Originally founded as a Viking settlement, it evolved into the Kingdom of Dublin and became the island’s principal city following the Norman invasion. The city expanded rapidly from the 17th century; it was briefly the second largest city in the British Empire and the fifth largest in Europe. Dublin entered a period of stagnation following the Act of Union of 1800, but it remained the economic centre for most of the island. Following the partition of Ireland in 1922, the new parliament, the Oireachtas, was located in Leinster House. Dublin became the capital of the Irish Free State and later the Republic of Ireland.

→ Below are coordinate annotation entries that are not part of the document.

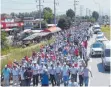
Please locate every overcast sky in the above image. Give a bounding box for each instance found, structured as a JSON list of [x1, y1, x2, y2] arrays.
[[1, 0, 110, 15]]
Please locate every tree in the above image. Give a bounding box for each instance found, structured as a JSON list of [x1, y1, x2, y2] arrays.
[[66, 9, 75, 20], [92, 11, 99, 21], [58, 17, 71, 30], [1, 31, 9, 50], [43, 7, 53, 24], [34, 21, 47, 29]]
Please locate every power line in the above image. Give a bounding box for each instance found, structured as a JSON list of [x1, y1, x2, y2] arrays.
[[74, 0, 78, 24], [36, 0, 44, 29], [54, 0, 59, 24]]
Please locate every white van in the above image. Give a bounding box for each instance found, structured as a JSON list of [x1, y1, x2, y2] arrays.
[[102, 41, 111, 71], [93, 24, 101, 34]]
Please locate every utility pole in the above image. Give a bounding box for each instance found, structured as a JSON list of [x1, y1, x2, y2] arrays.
[[54, 0, 59, 25], [80, 5, 83, 17], [54, 0, 56, 24], [80, 5, 83, 21], [74, 0, 78, 25], [86, 8, 88, 16], [36, 0, 44, 29]]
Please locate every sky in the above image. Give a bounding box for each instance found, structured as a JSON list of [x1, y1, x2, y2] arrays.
[[0, 0, 111, 16]]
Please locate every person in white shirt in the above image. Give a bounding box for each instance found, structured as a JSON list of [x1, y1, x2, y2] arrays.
[[70, 65, 77, 82], [32, 61, 39, 86], [62, 63, 69, 86], [12, 65, 19, 85], [19, 66, 25, 86], [55, 62, 61, 86], [83, 66, 92, 87], [68, 79, 79, 87], [49, 64, 56, 86], [78, 65, 83, 86], [39, 62, 45, 79]]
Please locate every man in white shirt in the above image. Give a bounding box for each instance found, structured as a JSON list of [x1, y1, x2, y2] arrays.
[[39, 62, 45, 79], [78, 65, 83, 86], [49, 64, 56, 86], [62, 63, 69, 86], [55, 62, 61, 86], [68, 79, 79, 87], [83, 66, 92, 87], [19, 66, 25, 86], [70, 65, 77, 82], [12, 65, 19, 85], [32, 61, 39, 86]]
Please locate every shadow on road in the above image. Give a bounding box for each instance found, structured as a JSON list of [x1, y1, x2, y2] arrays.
[[97, 63, 110, 74]]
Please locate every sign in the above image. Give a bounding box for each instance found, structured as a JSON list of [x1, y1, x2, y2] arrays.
[[1, 22, 24, 29]]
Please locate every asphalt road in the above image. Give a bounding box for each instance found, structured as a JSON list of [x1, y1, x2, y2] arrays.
[[88, 35, 111, 87]]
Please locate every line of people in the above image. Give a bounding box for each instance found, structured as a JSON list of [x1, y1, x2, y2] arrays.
[[2, 23, 92, 87]]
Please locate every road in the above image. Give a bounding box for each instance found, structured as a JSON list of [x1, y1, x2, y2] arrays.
[[88, 35, 111, 87]]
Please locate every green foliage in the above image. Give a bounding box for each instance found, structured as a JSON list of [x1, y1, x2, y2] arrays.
[[34, 21, 47, 29], [1, 38, 55, 69], [1, 31, 9, 50], [101, 25, 111, 40], [66, 9, 75, 20], [58, 17, 71, 29], [92, 11, 99, 21], [43, 7, 53, 24]]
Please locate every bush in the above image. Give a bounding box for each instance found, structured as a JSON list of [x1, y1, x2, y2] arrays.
[[58, 17, 71, 29]]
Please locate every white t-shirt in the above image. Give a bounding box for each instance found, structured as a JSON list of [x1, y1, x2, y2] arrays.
[[12, 68, 19, 76], [19, 70, 25, 80], [32, 65, 39, 75], [39, 65, 46, 74], [83, 68, 89, 77], [55, 66, 61, 73], [78, 68, 83, 75], [62, 66, 69, 76], [71, 67, 77, 74]]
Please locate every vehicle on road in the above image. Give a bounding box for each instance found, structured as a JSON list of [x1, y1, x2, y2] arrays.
[[102, 41, 111, 71], [90, 41, 104, 57], [97, 31, 104, 36], [96, 35, 107, 42], [93, 25, 101, 34]]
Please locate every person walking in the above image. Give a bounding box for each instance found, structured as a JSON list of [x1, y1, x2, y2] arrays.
[[70, 65, 77, 82], [19, 66, 25, 86], [78, 65, 83, 86], [41, 69, 49, 86], [2, 65, 10, 86], [62, 62, 70, 86], [24, 67, 32, 86], [32, 61, 39, 86], [12, 65, 19, 86], [83, 66, 92, 87], [55, 62, 61, 86], [49, 64, 56, 86]]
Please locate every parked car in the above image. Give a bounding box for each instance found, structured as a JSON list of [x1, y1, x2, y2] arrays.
[[97, 31, 104, 36], [96, 35, 108, 42], [93, 24, 101, 34], [102, 41, 111, 71], [90, 41, 104, 57]]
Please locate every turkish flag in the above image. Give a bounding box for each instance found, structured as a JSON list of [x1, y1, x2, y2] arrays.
[[7, 60, 13, 68]]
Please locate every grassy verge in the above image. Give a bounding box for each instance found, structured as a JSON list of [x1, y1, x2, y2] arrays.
[[101, 26, 111, 40], [1, 39, 54, 69]]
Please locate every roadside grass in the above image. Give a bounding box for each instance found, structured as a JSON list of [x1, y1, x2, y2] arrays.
[[101, 25, 111, 40], [1, 38, 55, 70]]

The City of Dublin is the area administered by Dublin City Council, but the term “Dublin” normally refers to the contiguous urban area which includes parts of the adjacent local authority areas of Dún Laoghaire–Rathdown, Fingal and South Dublin. Together, the four areas form the traditional County Dublin. This area is sometimes known as the Dublin Region. The population of the administrative area controlled by the City Council was 525,383 in the 2011 census, while the population of the urban area was 1,110,627. The County Dublin population was 1,273,069 and that of the Greater Dublin Area 1,804,156. The city’s population is expanding rapidly, and it is estimated by the CSO that it will reach 2.1 million by 2020.


We arrived in Dublin around noon and will stay overnight with departure at 5PM on Sunday. The afternoon of our arrival we have a “City Tour” by coach and a stop at Dublin Castle for a tour. We felt this would help us get orientated to the city. The weather was surprisingly good. We had sunshine and temperatures in the 60’s. I am not posting a large number of photos for two reasons. I have had a great deal of difficulty with the post because the photos will not format properly. Also for the most part the weather has not been conducive to obtaining good photos.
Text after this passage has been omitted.